Here's where I get uneasy, because the page doesn't visually display this text at any point. At least I hope it doesn't. Turns out I am one of several hundred people using this exact function; they all come up in Search, with the text duly displayed. But only in search results-- whew!-- not in Preview.

One random page I visited apparently checks to see if I've got a particular font that I haven't got, because it showed lots of placeholder-characters. This would seem to be impossible, but it became understandable when I investigated and found we're in a Private Use Area. So the author's eight closest friends see one version of the page, while the rest of us see another. I do not perfectly understand why he bothers to check for a font if he's going to display the same text either way, but never mind that. At least I'm better off than the Google-Preview-Not-A-Robot, because all you see there is a couple of lines of text. And it obviously isn't because g### didn't read-- and execute-- the script ;)

NokiaX2-00/5.0 (08.35) Profile/MIDP-2.1 Configuration/CLDC-1.1 UCWEB/2.0(Java; U; MIDP-2.0; en-us; nokiax2-00) U2/1.0.0 UCBrowser/ U2/1.0.0 Mobile UNTRUSTED/1.0
Hey, I remember UNTRUSTED. It's what started this thread. Can it be that it's just Nokia-speak for "unstable release"? I've met UCweb a handful of times before too. First reaction: the University of California has its own version of the internet now? Well, maybe not. All earlier sightings have come from confidence-inspiring neighborhoods like ChinaCache or Yahoo Cache. It seems to have something to do with cell phones. (See above about translation.)

But I still can't begin to guess why our Indian proxy-user was searching for this particular string. It's not something you'd make up, or type in from memory-- and why search for something if it's already right in front of you?

The final unsolved mystery is one I almost didn't notice. I've got four or five pages that call the function that uses this string. But /hamlet.html is the only one that comes up in search. At all, I mean. And I can't for the life of me find any difference among the pages, or in their respective preliminary functions. Except that ::cough-cough:: in /hamlet.html the first function is entirely enclosed in a "try/catch" framework, and the others aren't. That can't possibly make a difference to indexing. Uhm. Can it?

:: returning to state of habitual puzzlement ::


 5:36 pm on Jan 20, 2013 (gmt 0)

I show the IP as blocked:
OrgName: PacketExchange, Inc
NetRange: -

and also block
.in as referer. Untrusted might be added as a UA if I were to see it doing naughty things.
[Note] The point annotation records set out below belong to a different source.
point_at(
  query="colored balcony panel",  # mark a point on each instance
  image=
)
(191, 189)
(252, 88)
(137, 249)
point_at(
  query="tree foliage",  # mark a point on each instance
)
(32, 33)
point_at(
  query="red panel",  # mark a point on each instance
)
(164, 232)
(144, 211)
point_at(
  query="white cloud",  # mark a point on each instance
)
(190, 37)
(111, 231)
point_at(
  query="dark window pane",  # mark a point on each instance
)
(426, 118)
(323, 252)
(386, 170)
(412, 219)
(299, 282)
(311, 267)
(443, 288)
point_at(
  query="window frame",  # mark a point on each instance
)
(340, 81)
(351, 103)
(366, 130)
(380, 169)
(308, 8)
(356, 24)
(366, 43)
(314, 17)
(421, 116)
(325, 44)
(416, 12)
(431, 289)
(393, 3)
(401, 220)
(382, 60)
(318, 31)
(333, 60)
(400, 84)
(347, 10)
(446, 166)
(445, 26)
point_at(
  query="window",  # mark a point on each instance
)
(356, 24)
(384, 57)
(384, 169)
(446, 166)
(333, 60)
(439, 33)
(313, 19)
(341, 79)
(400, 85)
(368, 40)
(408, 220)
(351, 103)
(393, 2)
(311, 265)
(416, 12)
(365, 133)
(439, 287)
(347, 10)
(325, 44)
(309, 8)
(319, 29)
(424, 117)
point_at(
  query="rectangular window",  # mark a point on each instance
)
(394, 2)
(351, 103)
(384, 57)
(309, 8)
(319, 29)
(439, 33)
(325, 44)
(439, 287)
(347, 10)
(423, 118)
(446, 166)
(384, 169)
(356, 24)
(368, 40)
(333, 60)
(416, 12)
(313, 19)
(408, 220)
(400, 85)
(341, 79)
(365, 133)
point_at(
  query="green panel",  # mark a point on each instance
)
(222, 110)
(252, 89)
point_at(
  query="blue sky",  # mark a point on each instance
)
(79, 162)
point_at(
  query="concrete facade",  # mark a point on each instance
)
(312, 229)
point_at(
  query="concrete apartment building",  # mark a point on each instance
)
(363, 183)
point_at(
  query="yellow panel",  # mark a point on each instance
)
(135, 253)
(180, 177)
As to why the search query, my guess would be that he secretly admires the technique you are using and would like to emulate it or is using it as an example somewhere to tutor others(?) Since the result is not visually showing anything 'useful' maybe the idea is to visit the source.(?)


 7:28 pm on Jan 20, 2013 (gmt 0)

Blend27 - I have the range - blocked as a "bot" with the note: "several bot-UA hits but no valid rDNS". This still pertains so any bot from that IP range remains blocked until yahoo gets its act together.

Lucy - I block the complete range under the name PacketExchange.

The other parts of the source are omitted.